Tanto as soluções para geração de energia renovável quanto a transição para essas fontes limpas dependem de minerais como lítio e cobalto, cuja demanda por extração pode aumentar 500% nos próximos 25 anos, segundo o World Bank Group. Esse crescimento impõe novos desafios e exige mais inovação. Além de reduzir a pegada de carbono, a proteção dos biomas e o bem-estar das comunidades se tornaram outros pilares da transição energética justa.
Em um artigo publicado no Fórum Internacional de Energia, os autores ressaltam que a mineração é indispensável para viabilizar a transição energética, mas alertam que seu crescimento precisa vir acompanhado de inovação, regulação e práticas sustentáveis capazes de proteger biomas e comunidades locais.
A publicação destaca que a mineração, embora imprescindível para a transição energética, carrega riscos ambientais e sociais significativos. A pressão pela expansão da oferta de lítio, cobalto, níquel, cobre e terras raras cria um paradoxo: esses minerais são indispensáveis para turbinas eólicas, veículos elétricos e baterias de larga escala, mas sua extração em grande escala pode provocar destruição de habitats, poluição de cursos d’água, degradação do solo e impactos diretos às pessoas.
Os autores relembram que o setor é intensivo em recursos naturais e energia e que houve acidentes que levaram a uma extensa e profunda revisão de processos e transformação para evitar danos ao meio ambiente e às populações vizinhas. Além disso, a falta de regulação robusta e de condições seguras de trabalho em alguns países produtores intensifica os custos humanos e sociais.
Esse cenário projeta um desafio central: como garantir o fornecimento dos minerais críticos necessários para uma economia de baixo carbono sem impor um ônus inaceitável aos ecossistemas e comunidades que se busca proteger.
Soluções para uma mineração sustentável
O mesmo artigo indica que a resposta a esse dilema passa pela transformação dos métodos de extração e pela adoção de práticas inovadoras. Entre as soluções destacadas estão o reaproveitamento de rejeitos, a reabilitação de áreas mineradas por meio de reflorestamento e gestão adequada de resíduos, além de iniciativas de integração com comunidades locais para transformar a mineração em vetor de desenvolvimento.

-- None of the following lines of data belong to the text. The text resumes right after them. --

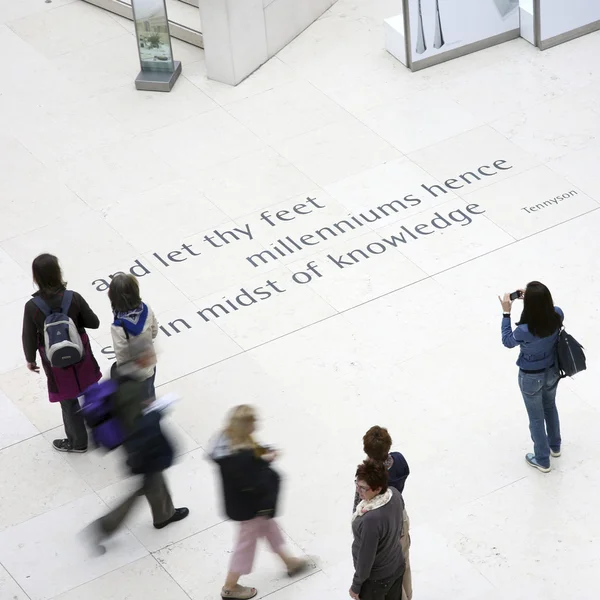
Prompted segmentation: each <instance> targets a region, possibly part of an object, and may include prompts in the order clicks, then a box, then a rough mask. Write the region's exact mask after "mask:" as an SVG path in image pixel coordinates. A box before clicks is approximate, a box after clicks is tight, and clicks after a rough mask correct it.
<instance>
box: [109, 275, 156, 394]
mask: <svg viewBox="0 0 600 600" xmlns="http://www.w3.org/2000/svg"><path fill="white" fill-rule="evenodd" d="M108 298H109V300H110V304H111V307H112V310H113V315H114V321H113V324H112V325H111V328H110V333H111V336H112V342H113V349H114V351H115V355H116V358H117V366H118V365H123V364H125V363H126V362H128V361H129V360H131V349H130V344H129V340H130V339H132V338H139V339H143V340H146V341H150V342H152V341H153V340H154V338H156V336H157V335H158V321H157V320H156V316H155V315H154V311H153V310H152V309H151V308H150V307H149V306H148V305H147V304H146V303H144V302H142V298H141V296H140V286H139V283H138V280H137V279H136V278H135V277H134V276H133V275H129V274H125V273H117V274H116V275H115V276H114V277H113V278H112V280H111V282H110V287H109V288H108ZM139 377H143V379H144V382H145V385H146V388H147V394H148V397H149V398H155V397H156V391H155V389H154V380H155V378H156V366H152V367H148V368H145V369H140V370H139Z"/></svg>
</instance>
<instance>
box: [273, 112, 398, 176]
mask: <svg viewBox="0 0 600 600" xmlns="http://www.w3.org/2000/svg"><path fill="white" fill-rule="evenodd" d="M274 147H275V149H276V150H277V151H278V152H279V153H280V154H281V155H282V156H283V157H285V158H287V159H288V160H289V161H290V162H291V163H292V164H294V165H296V166H297V167H298V168H299V169H300V170H301V171H302V172H303V173H304V174H305V175H308V177H310V178H311V179H312V180H313V181H314V182H316V183H317V184H318V185H320V186H326V185H328V184H331V183H334V182H336V181H339V180H340V179H345V178H346V177H350V176H351V175H355V174H356V173H360V172H361V171H364V170H366V169H370V168H372V167H375V166H376V165H380V164H382V163H385V162H387V161H391V160H396V159H398V158H400V153H399V152H398V151H397V150H395V149H394V148H393V147H392V146H391V145H390V144H388V143H387V142H386V141H384V140H383V139H381V138H380V137H379V136H378V135H376V134H375V133H373V132H372V131H371V130H370V129H369V128H368V127H366V126H365V125H363V124H362V123H360V122H359V121H358V120H357V119H346V120H344V121H341V122H338V123H334V124H332V125H328V126H326V127H323V128H321V129H317V130H316V131H312V132H310V133H307V134H305V135H301V136H298V137H295V138H292V139H288V140H285V141H283V142H278V143H276V144H274Z"/></svg>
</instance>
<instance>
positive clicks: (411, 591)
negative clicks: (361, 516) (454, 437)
mask: <svg viewBox="0 0 600 600" xmlns="http://www.w3.org/2000/svg"><path fill="white" fill-rule="evenodd" d="M391 447H392V437H391V436H390V434H389V432H388V430H387V429H386V428H385V427H379V425H374V426H373V427H371V428H370V429H369V430H368V431H367V433H365V435H364V436H363V450H364V451H365V454H366V455H367V456H368V457H369V458H370V459H371V460H374V461H378V462H381V463H383V466H384V467H385V468H386V470H387V473H388V485H389V486H390V487H393V488H396V489H397V490H398V491H399V492H400V494H402V493H403V492H404V484H405V482H406V479H407V478H408V476H409V475H410V469H409V467H408V463H407V462H406V459H405V458H404V456H403V455H402V454H400V452H390V449H391ZM402 499H403V500H404V498H402ZM359 502H360V497H359V495H358V490H357V491H356V493H355V496H354V510H356V507H357V506H358V503H359ZM400 544H401V546H402V555H403V556H404V563H405V568H404V576H403V577H402V600H412V595H413V590H412V575H411V570H410V519H409V518H408V514H407V512H406V508H404V510H403V512H402V537H401V539H400Z"/></svg>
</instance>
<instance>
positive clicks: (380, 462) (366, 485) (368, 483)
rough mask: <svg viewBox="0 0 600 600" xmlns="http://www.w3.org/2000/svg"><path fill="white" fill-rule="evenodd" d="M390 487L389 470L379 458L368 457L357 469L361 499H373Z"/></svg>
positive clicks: (386, 489)
mask: <svg viewBox="0 0 600 600" xmlns="http://www.w3.org/2000/svg"><path fill="white" fill-rule="evenodd" d="M387 488H388V472H387V469H386V468H385V466H384V464H383V463H382V462H381V461H378V460H372V459H370V458H367V459H366V460H365V461H364V462H362V463H361V464H360V465H358V468H357V469H356V491H357V492H358V496H359V497H360V499H361V500H372V499H373V498H375V496H378V495H379V494H383V493H384V492H385V491H387Z"/></svg>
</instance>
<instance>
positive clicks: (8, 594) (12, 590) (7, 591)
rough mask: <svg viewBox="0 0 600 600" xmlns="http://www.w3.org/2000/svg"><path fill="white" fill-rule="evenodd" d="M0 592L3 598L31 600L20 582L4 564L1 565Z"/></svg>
mask: <svg viewBox="0 0 600 600" xmlns="http://www.w3.org/2000/svg"><path fill="white" fill-rule="evenodd" d="M0 593H1V594H2V597H3V598H10V600H29V597H28V596H26V595H25V592H24V591H23V590H22V589H21V588H20V587H19V584H18V583H17V582H16V581H15V580H14V579H13V578H12V577H11V576H10V575H9V574H8V572H7V571H6V569H5V568H4V567H2V566H0Z"/></svg>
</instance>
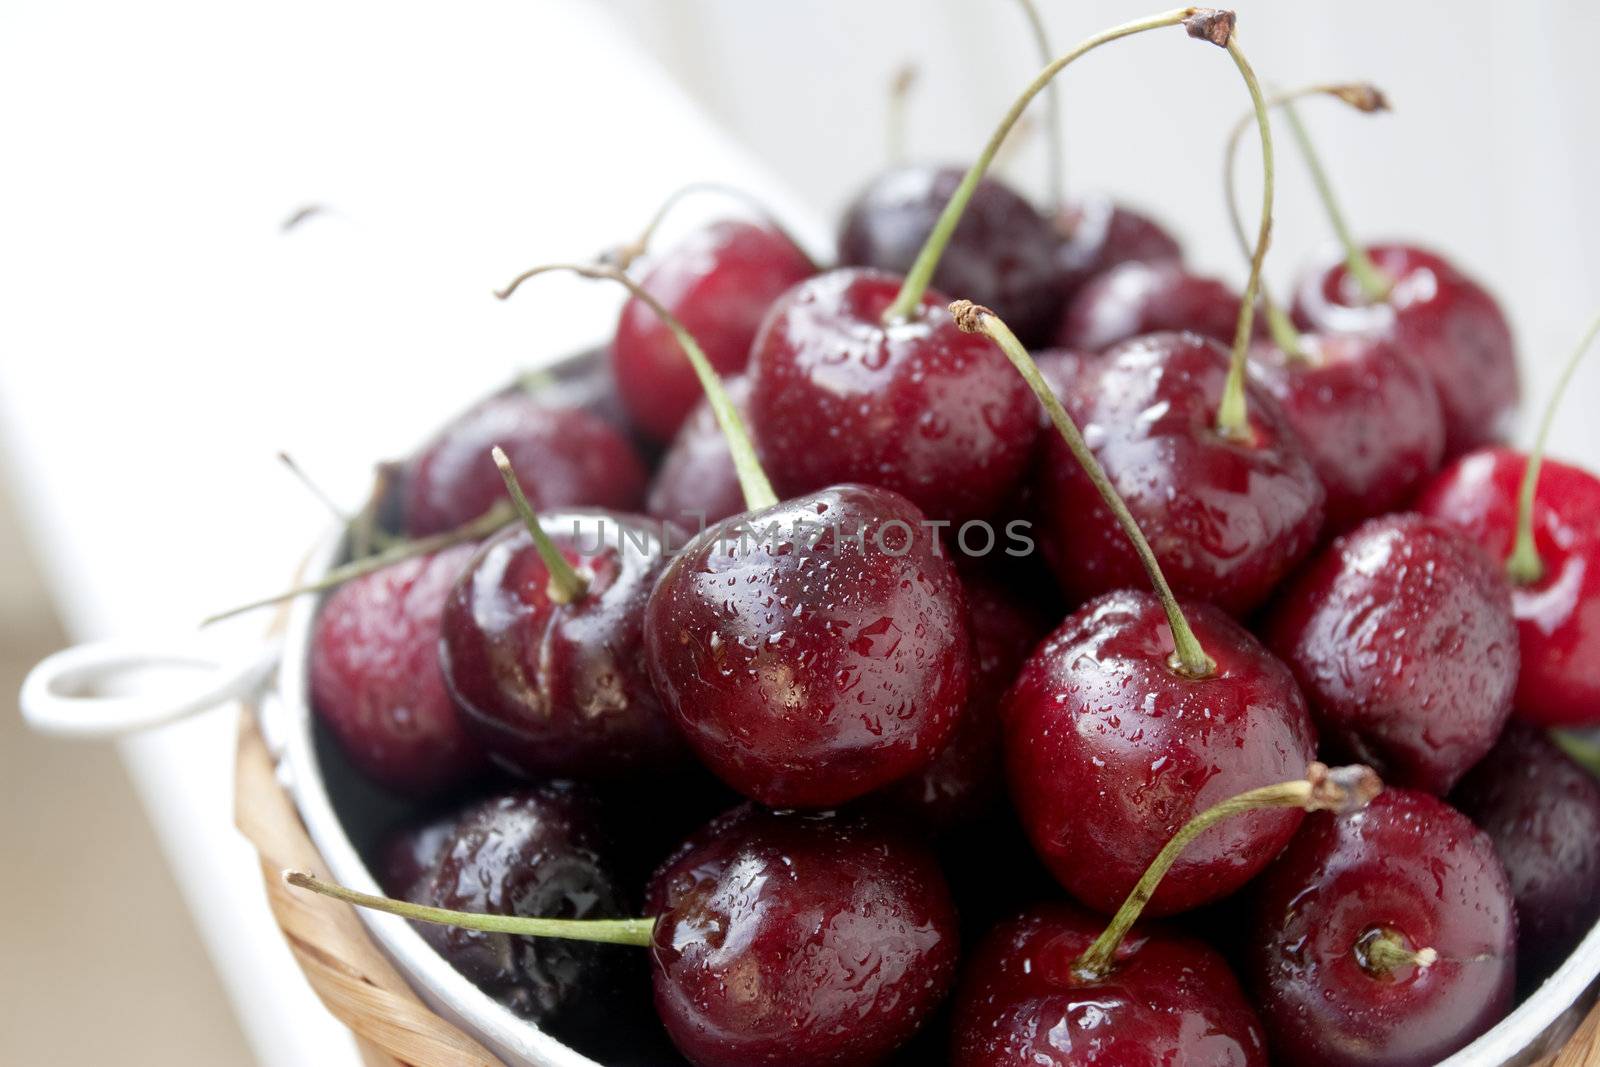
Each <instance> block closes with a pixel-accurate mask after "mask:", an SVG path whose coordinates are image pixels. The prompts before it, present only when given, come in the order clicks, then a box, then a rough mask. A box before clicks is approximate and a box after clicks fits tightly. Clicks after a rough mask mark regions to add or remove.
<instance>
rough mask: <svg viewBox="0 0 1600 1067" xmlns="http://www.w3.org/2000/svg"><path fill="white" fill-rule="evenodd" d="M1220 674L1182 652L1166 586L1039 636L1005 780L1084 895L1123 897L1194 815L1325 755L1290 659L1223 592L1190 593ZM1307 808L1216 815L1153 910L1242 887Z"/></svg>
mask: <svg viewBox="0 0 1600 1067" xmlns="http://www.w3.org/2000/svg"><path fill="white" fill-rule="evenodd" d="M1182 613H1184V616H1187V619H1189V625H1190V627H1192V630H1194V633H1195V637H1197V638H1198V640H1200V645H1202V648H1205V651H1206V653H1208V654H1210V656H1211V657H1213V659H1214V661H1216V670H1214V672H1213V673H1211V677H1208V678H1187V677H1184V675H1182V673H1179V672H1178V670H1176V669H1174V665H1173V664H1171V662H1170V661H1171V656H1173V637H1171V629H1170V625H1168V622H1166V614H1165V611H1163V609H1162V605H1160V601H1158V600H1157V598H1155V595H1154V593H1147V592H1134V590H1122V592H1115V593H1107V595H1104V597H1099V598H1096V600H1091V601H1090V603H1086V605H1083V606H1082V608H1080V609H1078V611H1075V613H1072V614H1070V616H1067V619H1066V622H1062V624H1061V627H1059V629H1058V630H1056V632H1054V633H1051V635H1050V638H1046V640H1045V643H1043V645H1040V648H1038V651H1035V653H1034V654H1032V656H1030V657H1029V661H1027V662H1026V664H1024V665H1022V673H1021V675H1019V677H1018V680H1016V685H1014V686H1011V693H1010V694H1008V696H1006V701H1005V712H1003V721H1005V750H1006V779H1008V781H1010V782H1011V797H1013V800H1014V801H1016V809H1018V814H1019V816H1021V819H1022V825H1024V827H1026V829H1027V833H1029V838H1032V841H1034V848H1035V849H1037V851H1038V854H1040V857H1042V859H1043V861H1045V864H1046V865H1048V867H1050V869H1051V870H1053V872H1054V875H1056V878H1058V880H1059V881H1061V885H1064V886H1066V888H1067V891H1070V893H1072V894H1074V896H1075V897H1078V899H1080V901H1082V902H1085V904H1088V905H1090V907H1094V909H1099V910H1102V912H1112V910H1115V909H1117V905H1120V904H1122V901H1123V897H1126V896H1128V891H1130V889H1133V886H1134V883H1136V881H1138V880H1139V875H1142V873H1144V869H1146V867H1147V865H1149V864H1150V861H1152V859H1155V854H1157V853H1158V851H1162V846H1163V845H1166V841H1168V838H1171V837H1173V833H1176V832H1178V830H1179V829H1181V827H1182V825H1184V824H1186V822H1187V821H1189V819H1192V817H1194V816H1195V814H1198V813H1200V811H1203V809H1205V808H1210V806H1211V805H1214V803H1216V801H1219V800H1224V798H1227V797H1232V795H1234V793H1240V792H1243V790H1246V789H1256V787H1259V785H1272V784H1277V782H1280V781H1288V779H1294V777H1299V776H1301V774H1302V773H1304V771H1306V765H1307V763H1309V761H1310V758H1312V757H1314V755H1315V750H1317V744H1315V734H1314V731H1312V726H1310V715H1309V713H1307V710H1306V701H1304V699H1302V697H1301V694H1299V689H1298V688H1296V686H1294V678H1293V677H1291V675H1290V672H1288V669H1286V667H1285V665H1283V664H1280V662H1278V661H1277V659H1274V657H1272V656H1270V654H1269V653H1267V649H1266V648H1262V646H1261V645H1259V643H1258V641H1256V638H1253V637H1251V635H1250V633H1248V632H1246V630H1245V629H1243V627H1240V625H1238V624H1237V622H1234V621H1232V619H1230V617H1227V616H1226V614H1224V613H1222V611H1219V609H1216V608H1213V606H1211V605H1205V603H1195V601H1186V603H1184V605H1182ZM1301 816H1302V813H1301V811H1298V809H1282V811H1253V813H1250V814H1243V816H1238V817H1235V819H1230V821H1227V822H1224V824H1221V825H1218V827H1213V829H1211V830H1208V832H1206V833H1205V835H1203V837H1200V838H1198V840H1197V841H1195V843H1194V845H1190V846H1189V848H1187V849H1186V851H1184V854H1182V856H1181V857H1179V859H1178V864H1176V865H1174V867H1173V870H1171V872H1170V873H1168V875H1166V878H1165V880H1163V881H1162V885H1160V888H1158V889H1157V891H1155V896H1154V897H1152V901H1150V905H1149V909H1147V912H1146V913H1147V915H1170V913H1173V912H1182V910H1186V909H1190V907H1197V905H1200V904H1205V902H1208V901H1216V899H1219V897H1224V896H1227V894H1229V893H1234V891H1235V889H1238V888H1240V886H1242V885H1245V883H1246V881H1248V880H1250V878H1253V877H1254V875H1256V873H1259V872H1261V869H1262V867H1266V865H1267V862H1270V859H1272V857H1274V856H1275V854H1277V851H1278V849H1280V848H1283V843H1285V841H1288V840H1290V835H1293V833H1294V827H1296V825H1299V821H1301Z"/></svg>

Outra frente é a substituição de combustíveis fósseis por energias renováveis no funcionamento das minas, tendência já observada em países como Chile e África do Sul, onde projetos de geração solar e eólica abastecem operações minerárias. Estratégias de captura e armazenamento de carbono também surgem como alternativas para neutralizar parte das emissões do setor.

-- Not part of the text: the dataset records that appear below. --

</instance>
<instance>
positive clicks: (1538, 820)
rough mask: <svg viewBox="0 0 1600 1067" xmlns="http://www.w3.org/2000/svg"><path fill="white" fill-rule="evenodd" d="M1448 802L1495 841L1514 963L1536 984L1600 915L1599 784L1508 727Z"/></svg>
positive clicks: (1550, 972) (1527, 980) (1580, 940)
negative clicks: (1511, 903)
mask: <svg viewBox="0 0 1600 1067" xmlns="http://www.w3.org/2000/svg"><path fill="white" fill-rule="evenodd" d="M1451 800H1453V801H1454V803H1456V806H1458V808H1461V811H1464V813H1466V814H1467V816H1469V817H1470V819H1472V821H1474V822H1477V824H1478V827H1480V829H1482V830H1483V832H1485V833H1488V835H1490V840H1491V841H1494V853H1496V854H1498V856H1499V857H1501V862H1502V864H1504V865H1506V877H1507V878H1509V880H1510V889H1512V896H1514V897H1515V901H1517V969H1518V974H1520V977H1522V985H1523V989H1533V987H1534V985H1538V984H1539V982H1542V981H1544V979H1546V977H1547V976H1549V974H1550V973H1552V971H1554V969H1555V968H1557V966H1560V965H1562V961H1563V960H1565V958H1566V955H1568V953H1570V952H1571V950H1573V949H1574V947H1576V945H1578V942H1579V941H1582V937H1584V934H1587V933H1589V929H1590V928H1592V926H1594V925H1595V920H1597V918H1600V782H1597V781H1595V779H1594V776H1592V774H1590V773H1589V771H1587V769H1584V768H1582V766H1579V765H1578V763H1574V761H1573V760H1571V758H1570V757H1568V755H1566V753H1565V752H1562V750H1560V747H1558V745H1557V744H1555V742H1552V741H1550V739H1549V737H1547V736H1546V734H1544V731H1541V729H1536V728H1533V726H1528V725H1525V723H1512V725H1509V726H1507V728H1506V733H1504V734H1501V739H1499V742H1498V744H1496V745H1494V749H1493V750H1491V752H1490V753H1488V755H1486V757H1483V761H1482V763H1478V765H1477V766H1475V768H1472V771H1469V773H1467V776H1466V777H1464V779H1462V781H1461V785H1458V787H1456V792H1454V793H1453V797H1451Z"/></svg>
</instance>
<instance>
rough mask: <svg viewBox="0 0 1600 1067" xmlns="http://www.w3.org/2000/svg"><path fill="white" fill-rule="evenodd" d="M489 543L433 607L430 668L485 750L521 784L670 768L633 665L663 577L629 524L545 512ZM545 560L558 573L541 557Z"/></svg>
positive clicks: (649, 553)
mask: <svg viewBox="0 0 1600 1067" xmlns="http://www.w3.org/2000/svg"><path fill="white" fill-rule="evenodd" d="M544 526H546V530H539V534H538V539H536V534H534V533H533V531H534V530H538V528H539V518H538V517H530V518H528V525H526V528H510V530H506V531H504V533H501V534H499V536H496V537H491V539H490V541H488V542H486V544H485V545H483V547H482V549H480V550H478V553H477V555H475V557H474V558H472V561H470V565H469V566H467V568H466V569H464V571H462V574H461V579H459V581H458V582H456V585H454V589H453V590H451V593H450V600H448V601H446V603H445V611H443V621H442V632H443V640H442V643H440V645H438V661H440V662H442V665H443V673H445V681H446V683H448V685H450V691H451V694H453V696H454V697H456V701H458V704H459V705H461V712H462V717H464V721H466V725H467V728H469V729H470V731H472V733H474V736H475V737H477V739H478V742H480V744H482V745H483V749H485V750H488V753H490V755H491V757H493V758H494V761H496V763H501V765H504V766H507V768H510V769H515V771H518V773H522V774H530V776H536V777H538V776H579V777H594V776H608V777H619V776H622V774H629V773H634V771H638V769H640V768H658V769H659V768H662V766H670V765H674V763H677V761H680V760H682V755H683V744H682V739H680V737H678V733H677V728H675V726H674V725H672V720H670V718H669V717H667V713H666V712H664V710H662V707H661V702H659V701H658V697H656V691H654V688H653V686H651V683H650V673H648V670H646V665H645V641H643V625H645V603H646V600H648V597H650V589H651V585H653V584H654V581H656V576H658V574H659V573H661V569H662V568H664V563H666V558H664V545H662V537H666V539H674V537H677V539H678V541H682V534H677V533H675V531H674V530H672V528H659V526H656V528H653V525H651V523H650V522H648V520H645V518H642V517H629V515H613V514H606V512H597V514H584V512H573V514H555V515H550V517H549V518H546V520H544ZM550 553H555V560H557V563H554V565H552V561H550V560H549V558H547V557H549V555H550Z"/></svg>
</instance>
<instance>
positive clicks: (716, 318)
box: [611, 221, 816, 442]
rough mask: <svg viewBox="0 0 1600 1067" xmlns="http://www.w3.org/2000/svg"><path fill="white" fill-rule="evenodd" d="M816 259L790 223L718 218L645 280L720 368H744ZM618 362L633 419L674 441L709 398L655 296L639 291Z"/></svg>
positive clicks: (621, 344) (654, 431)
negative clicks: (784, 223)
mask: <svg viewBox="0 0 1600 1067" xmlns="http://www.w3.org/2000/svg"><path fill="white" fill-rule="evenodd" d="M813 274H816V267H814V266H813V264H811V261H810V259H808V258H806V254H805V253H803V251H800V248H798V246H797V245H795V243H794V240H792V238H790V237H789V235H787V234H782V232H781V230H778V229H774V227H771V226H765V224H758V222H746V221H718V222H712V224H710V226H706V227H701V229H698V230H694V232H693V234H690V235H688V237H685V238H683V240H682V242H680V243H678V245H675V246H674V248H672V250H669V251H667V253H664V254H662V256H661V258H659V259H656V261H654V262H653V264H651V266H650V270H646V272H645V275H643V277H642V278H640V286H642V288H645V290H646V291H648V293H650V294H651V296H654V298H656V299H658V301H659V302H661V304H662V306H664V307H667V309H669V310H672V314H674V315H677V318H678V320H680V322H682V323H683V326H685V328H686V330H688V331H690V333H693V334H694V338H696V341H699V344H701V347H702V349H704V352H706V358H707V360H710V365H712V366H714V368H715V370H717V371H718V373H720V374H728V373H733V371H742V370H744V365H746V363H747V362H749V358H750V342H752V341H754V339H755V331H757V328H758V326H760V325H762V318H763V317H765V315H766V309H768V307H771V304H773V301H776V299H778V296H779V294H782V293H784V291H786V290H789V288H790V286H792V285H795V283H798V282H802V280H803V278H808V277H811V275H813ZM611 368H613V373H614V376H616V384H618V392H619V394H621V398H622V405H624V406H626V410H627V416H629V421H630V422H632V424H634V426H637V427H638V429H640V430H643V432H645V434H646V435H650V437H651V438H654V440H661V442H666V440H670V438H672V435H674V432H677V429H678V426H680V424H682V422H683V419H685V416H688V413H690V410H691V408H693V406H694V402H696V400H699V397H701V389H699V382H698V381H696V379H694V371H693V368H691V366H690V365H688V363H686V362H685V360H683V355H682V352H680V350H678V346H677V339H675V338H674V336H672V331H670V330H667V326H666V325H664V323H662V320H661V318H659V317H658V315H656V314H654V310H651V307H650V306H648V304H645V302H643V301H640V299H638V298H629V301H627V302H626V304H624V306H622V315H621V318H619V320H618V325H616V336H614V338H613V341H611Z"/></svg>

As tecnologias digitais aparecem como aliadas: perfuração de precisão, monitoramento avançado e automação reduzem o desperdício e aumentam a segurança. Ao mesmo tempo, novas abordagens de gestão da água e do uso energético permitem reduzir drasticamente o impacto ambiental. Diante do crescimento exponencial da demanda por minerais estratégicos, o desafio não é apenas aumentar a produção, mas reinventar a forma de produzir, equilibrando o caráter extrativo da mineração com compromissos ambientais firmes e soluções tecnológicas que viabilizem uma economia de baixo carbono.